Although the U.S. Food and Drug Administration initially proposed to ban the feeding of blood and blood products to livestock, the agency ended up reneging on their much touted promise. Let’s hope that the newly reported case of mad cow disease in a California dairy cow will renew interest in closing the loopholes in feed regulations that continue to allow the feeding of slaughterhouse waste, blood and manure to farm animals in the United States.

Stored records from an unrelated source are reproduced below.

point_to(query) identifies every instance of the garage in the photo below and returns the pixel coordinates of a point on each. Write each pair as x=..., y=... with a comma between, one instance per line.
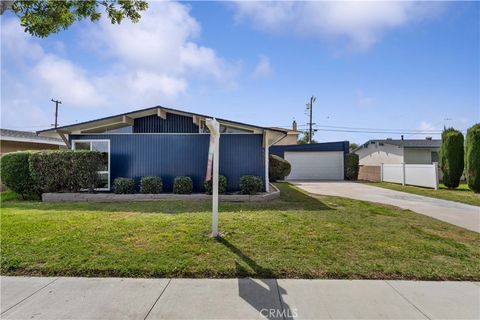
x=316, y=161
x=315, y=165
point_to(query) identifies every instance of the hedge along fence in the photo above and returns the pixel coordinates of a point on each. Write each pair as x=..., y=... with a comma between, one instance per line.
x=15, y=174
x=472, y=158
x=65, y=170
x=451, y=157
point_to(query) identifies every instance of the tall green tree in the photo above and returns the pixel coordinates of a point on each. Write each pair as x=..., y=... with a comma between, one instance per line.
x=41, y=18
x=451, y=157
x=472, y=158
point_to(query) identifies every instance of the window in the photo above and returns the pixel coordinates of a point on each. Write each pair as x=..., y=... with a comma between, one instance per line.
x=102, y=146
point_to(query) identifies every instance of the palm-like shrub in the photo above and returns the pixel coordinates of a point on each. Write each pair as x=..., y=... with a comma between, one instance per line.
x=451, y=157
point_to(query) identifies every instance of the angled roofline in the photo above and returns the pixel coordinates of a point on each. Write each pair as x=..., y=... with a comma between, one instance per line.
x=65, y=128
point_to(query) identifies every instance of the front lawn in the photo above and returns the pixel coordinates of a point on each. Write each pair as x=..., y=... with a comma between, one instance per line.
x=461, y=194
x=296, y=236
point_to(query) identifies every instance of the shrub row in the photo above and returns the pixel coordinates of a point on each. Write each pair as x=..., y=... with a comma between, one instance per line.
x=30, y=173
x=184, y=185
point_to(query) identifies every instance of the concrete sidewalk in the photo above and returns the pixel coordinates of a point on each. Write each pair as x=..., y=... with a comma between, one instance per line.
x=115, y=298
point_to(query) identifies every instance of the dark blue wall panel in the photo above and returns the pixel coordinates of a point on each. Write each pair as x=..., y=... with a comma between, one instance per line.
x=171, y=155
x=174, y=123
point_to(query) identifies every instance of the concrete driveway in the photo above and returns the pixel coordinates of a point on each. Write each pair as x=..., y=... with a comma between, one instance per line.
x=462, y=215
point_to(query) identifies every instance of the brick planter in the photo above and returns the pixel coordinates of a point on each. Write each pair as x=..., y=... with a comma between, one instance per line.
x=111, y=197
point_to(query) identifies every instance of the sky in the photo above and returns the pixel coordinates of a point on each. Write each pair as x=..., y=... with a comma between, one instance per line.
x=409, y=67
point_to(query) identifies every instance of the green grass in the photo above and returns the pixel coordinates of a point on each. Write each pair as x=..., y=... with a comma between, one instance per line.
x=297, y=236
x=461, y=194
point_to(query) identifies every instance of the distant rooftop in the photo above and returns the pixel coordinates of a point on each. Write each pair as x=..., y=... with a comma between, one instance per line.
x=409, y=143
x=27, y=136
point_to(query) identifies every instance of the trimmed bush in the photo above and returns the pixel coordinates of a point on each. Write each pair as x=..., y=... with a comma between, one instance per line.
x=351, y=163
x=278, y=168
x=151, y=185
x=124, y=186
x=451, y=157
x=15, y=174
x=250, y=184
x=65, y=170
x=183, y=185
x=222, y=185
x=472, y=158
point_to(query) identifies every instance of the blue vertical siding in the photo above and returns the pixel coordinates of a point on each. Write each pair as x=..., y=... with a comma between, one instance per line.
x=174, y=123
x=171, y=155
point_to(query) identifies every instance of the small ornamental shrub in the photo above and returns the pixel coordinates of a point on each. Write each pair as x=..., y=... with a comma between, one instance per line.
x=250, y=184
x=472, y=158
x=65, y=170
x=351, y=162
x=151, y=185
x=15, y=174
x=222, y=185
x=183, y=185
x=123, y=186
x=278, y=168
x=451, y=157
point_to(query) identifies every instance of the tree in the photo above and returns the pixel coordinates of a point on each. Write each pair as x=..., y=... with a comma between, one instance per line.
x=41, y=18
x=472, y=158
x=451, y=157
x=304, y=139
x=353, y=146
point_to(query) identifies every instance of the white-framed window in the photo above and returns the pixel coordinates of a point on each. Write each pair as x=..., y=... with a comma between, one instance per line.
x=102, y=146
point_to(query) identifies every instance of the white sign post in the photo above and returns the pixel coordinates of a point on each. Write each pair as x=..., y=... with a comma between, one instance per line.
x=213, y=157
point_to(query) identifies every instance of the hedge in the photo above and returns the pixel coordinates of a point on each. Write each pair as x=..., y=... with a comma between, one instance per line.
x=15, y=174
x=151, y=185
x=351, y=163
x=250, y=184
x=222, y=185
x=123, y=186
x=182, y=185
x=65, y=170
x=278, y=168
x=451, y=157
x=472, y=158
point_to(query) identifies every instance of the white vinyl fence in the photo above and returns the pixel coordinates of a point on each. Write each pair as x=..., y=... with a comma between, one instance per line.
x=422, y=175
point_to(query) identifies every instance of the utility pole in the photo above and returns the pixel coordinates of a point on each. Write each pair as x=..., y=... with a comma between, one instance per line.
x=310, y=124
x=56, y=111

In a second article, Greger writes:
More than a decade ago, the World Health Organization called for the exclusion of the riskiest bovine tissues — cattle brains, eyes, spinal cord and intestine — from the human food supply and from all animal feed to protect against the spread of mad cow disease. Unfortunately, the United States still allows the feeding of some of these potentially risky tissues to people, pigs, pets, poultry, and fish. Cattle remains are still fed to chickens, for example, and the poultry litter (floor wastes that include the feces and spilled feed) is fed back to cows. In this way, prions — the infectious proteins that cause mad cow disease — may continue to be cycled back into cattle feed and complete the cow “cannibalism” circuit blamed for the spread of the disease.
[T]he U.S. cattle industry may feed as much as a million pounds of poultry litter to cattle each year. A thousand chickens can make enough waste to feed a growing calf year-round. Although excrement from other species is fed to livestock in the United States, chicken droppings are considered more nutritious for cows than pig feces or cattle dung.
A single cow can eat as much as three tons of poultry waste a year, yet the manure does not seem to affect the taste of the subsequent milk or meat.
Cows are typically not given feed containing more than 80% poultry litter, though, since it’s not as palatable and may not fully meet protein and energy needs.
When the Kansas Livestock Association dared to shine the spotlight on the issue by passing a resolution urging the discontinuation of the practice, irate producers in neighboring states threatened a boycott of Kansas feedyards.
Maybe this new case of mad cow disease will reinvigorate consumer campaigns to close the “no-brainer” loopholes in feed regulations that continue to allow the feeding of such filthy feed to farm animals.